Ressurreição da carne
1010. O Dogma da ressurreição da carne é a consagração da reencarnação ensinada pelos Espíritos?
— Como quereis que seja de outro modo? Dá-se com essa expressão o que se dá com tantas outras que só parecem desarrazoadas (proceder ou falar contra a razão) aos olhos de certas pessoas que a tomam ao pé da letra e por isso são levadas à incredulidade. Dai-lhe, porém, uma interpretação lógica, e esses a que chamais livres-pensadores a admitirão sem dificuldade, precisamente porque raciocinam. Não vos enganeis, esses livres-pensadores nada mais procuram do que crer; eles têm, como os outros, mais talvez do que os outros, ansiedade pelo futuro, mas não podem admitir o que é absurdo para a Ciência. A doutrina da pluralidade das existências se conforma à justiça de Deus; somente ela pode explicar o que sem ela é inexplicável. Como quereríeis que esse princípio não estivesse na Religião?

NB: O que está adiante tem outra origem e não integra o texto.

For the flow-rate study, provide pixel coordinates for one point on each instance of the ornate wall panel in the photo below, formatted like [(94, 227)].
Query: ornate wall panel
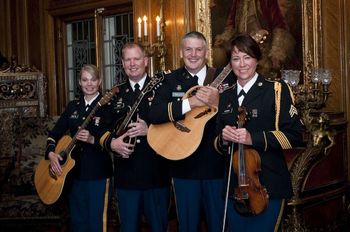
[(23, 93)]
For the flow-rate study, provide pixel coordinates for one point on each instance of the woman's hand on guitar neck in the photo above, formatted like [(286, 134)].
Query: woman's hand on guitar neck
[(55, 166), (236, 135)]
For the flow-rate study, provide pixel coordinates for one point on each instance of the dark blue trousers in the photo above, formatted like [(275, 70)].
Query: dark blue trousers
[(152, 203), (196, 196), (267, 221), (88, 204)]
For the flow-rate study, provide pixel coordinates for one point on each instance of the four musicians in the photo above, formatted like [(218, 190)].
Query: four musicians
[(143, 178)]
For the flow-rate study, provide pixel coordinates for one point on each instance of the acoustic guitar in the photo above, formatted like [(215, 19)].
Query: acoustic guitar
[(47, 184), (122, 125), (179, 139)]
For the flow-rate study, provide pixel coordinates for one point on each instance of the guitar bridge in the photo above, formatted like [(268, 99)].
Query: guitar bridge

1010 – a) Então a Igreja, pelo dogma da ressurreição da carne, ensina a doutrina da reencarnação?
— Isso é evidente. Essa doutrina é a consequência de muitas coisas que passaram despercebidas e que não se tardará a compreender nesse sentido; dentro em pouco se reconhecerá que o Espiritismo ressalta a cada passo do texto mesmo das Escrituras sagradas. Os Espíritos, portanto, não vêm subverter a religião, como alguns o pretendem. Vêm, ao contrário, confirmá-la, sancioná-la por provas irrecusáveis. Como, porém, são chegados os tempos de não mais empregarem linguagem figurada, eles se exprimem sem alegorias e dão às coisas sentido claro e preciso, que não possa estar sujeito a qualquer interpretação falsa.
Eis por que, daqui a algum tempo, muito maior será do que é hoje o número de pessoas sinceramente religiosas e crentes.” (SÃO LUÍS.)

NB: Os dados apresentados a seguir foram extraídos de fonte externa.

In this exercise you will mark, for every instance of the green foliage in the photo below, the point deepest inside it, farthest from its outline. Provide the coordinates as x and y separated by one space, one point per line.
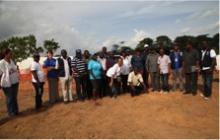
51 45
164 41
22 47
145 41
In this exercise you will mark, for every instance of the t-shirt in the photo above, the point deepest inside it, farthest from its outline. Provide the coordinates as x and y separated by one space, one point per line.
51 63
189 59
212 55
114 71
136 80
36 67
164 62
126 65
103 63
80 65
96 68
9 73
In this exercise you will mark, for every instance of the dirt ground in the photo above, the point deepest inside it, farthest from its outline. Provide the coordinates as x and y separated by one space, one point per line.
151 115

Efectivamente, a Ciência demonstra a impossibilidade da ressurreição, segundo a ideia vulgar. Se os despojos do corpo humano se conservassem homogéneos, embora dispersos e reduzidos a pó, ainda se conceberia que pudessem reunir-se em dado momento. As coisas, porém, não se passam assim. O corpo é formado de elementos diversos: o oxigénio, hidrogénio, azoto, carbono, etc. Pela decomposição, esses elementos se dispersam, mas para servir à formação de novos corpos, de tal sorte que uma mesma molécula, de carbono,
por exemplo, terá entrado na composição de muitos milhares de corpos diferentes (falamos unicamente dos corpos humanos, sem ter em conta os dos animais); que um indivíduo tem talvez em seu corpo moléculas que já pertenceram a homens das primitivas idades do mundo; que essas mesmas moléculas orgânicas que absorveis nos alimentos provêm, possivelmente, do corpo de tal outro indivíduo que conhecestes e assim por diante.

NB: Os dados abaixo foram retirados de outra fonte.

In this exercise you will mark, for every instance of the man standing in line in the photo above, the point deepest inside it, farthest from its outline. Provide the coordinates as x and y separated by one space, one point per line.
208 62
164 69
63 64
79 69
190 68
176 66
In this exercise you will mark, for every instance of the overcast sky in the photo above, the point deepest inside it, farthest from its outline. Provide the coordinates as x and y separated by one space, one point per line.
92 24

Existindo em quantidade definida a matéria e sendo indefinidas as suas combinações, como poderia cada um daqueles corpos reconstituir-se com os mesmos elementos? Há aí impossibilidade material. Racionalmente, pois, não se pode admitir a ressurreição da carne, senão como uma figura simbólica do fenómeno da reencarnação.